A part 36 offer which did not reflect an “available outcome of the litigation” was nonetheless valid, the High Court has ruled.
Mr Justice Edwards-Stuart was ruling on a claim by the Jockey Club against developers Willmott Dixon over problems with the roof of a new grandstand at Epsom racecourse.
Mr Justice Edwards-Stuart said that “one knows from experience” that cases were “frequently settled” on the basis of an assessment of risk which combined both the risk of failure and the uncertainty as to the true value of the claim.
“An offer which is made in the light of those considerations will not usually reflect a result that is a likely outcome of the litigation if fought to judgment.”
The court heard in Jockey Club Racecourse v Willmott Dixon Construction  EWHC 167 (TCC) that the roof of the new grandstand was damaged twice by strong winds – but not exceptionally so – in 2012, with further damage the following year.
The Jockey Club made an offer to settle in January 2015, on the basis that the defendant would “accept liability to pay 95% of our client’s claim for damages to be assessed”. Willmott Dixon made no response, and the 21-day period for acceptance expired.
Edwards-Stuart J said: “This is not a case where there is any possibility of a reduction for contributory negligence. Either the defendant is liable for the full extent of the claimant’s damages, as assessed or agreed, or it is not.
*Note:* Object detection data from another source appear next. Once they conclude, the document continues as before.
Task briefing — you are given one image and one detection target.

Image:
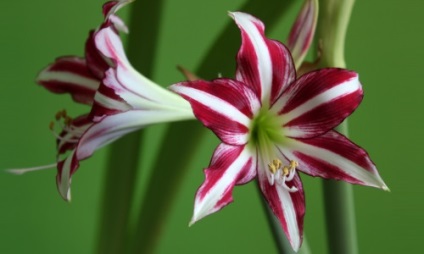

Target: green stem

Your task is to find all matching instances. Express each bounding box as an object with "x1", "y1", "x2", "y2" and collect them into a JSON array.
[
  {"x1": 133, "y1": 0, "x2": 293, "y2": 253},
  {"x1": 257, "y1": 184, "x2": 311, "y2": 254},
  {"x1": 318, "y1": 0, "x2": 358, "y2": 254},
  {"x1": 97, "y1": 1, "x2": 161, "y2": 254}
]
“Accordingly, a decision that the defendant is to pay 95% of the claimant’s damages, as assessed or agreed, is not one that is open to the court. The offer, therefore, does not reflect a possible outcome, but is purely commercial.”
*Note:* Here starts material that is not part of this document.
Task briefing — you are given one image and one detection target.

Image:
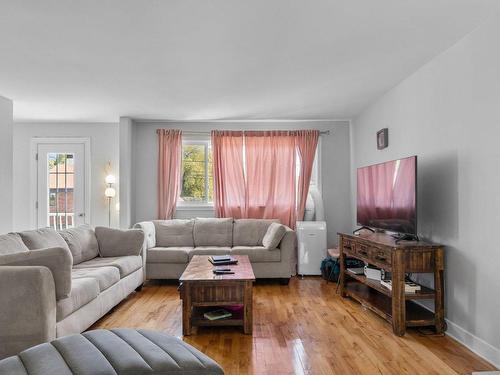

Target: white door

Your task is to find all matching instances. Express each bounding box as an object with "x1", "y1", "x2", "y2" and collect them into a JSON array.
[{"x1": 35, "y1": 142, "x2": 88, "y2": 230}]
The judge said the 5% discount probably represented a reduction that the claimant was prepared to accept in order to achieve “a certain and early outcome”, but it “probably” did not matter.
“All that is, or may be, relevant is that the offer did not reflect an available outcome of the litigation.”
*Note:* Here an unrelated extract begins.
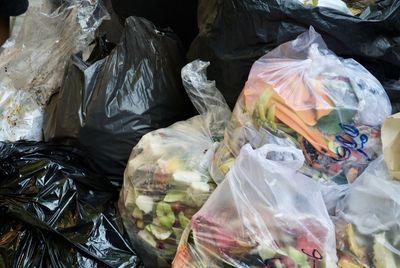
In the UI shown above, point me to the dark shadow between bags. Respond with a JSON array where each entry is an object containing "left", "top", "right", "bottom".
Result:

The defendant argued that the Jockey Club did not make a valid offer.
Referring to the ruling of Mr Justice Henderson in AB v CD  EWHC 602 (Ch), in which the judge said the concept of a settlement “must, by its very nature, involve an element of give and take”, Edwards-Stuart J said: “Although the claimant’s offer in this case was hardly generous, in my view it cannot be described as ‘all take and no give’.”
Edwards-Stuart J said he was persuaded by the authorities, including the Court of Appeal ruling in Huck v Robson  1 WLR 1340, that the Jockey Club’s offer was a valid one within the meaning of part 36 and a “genuine attempt” to settle the claim.
“Whilst the discount was very modest, even in the context of a claim of some £400,000 it amounted to £20,000, which in my view cannot be described as derisory.”
Edwards-Stuart J awarded the claimant indemnity costs, not from 21 days after the date of the offer, because the defendant had “only just been made aware for the first time that the claim against it had been increased to about £850,000”.
Instead he said the Jockey Club should be entitled to indemnity costs “from the earliest date after that by which the defendant could reasonably have put itself in a position to make an informed assessment of the strength of the claim on liability”.
Edwards-Stuart J decided that this was four months from the date of the offer, and ordered that the claimant should have costs in relation to liability on the standard basis up to 29 May 2015 and after that on an indemnity basis.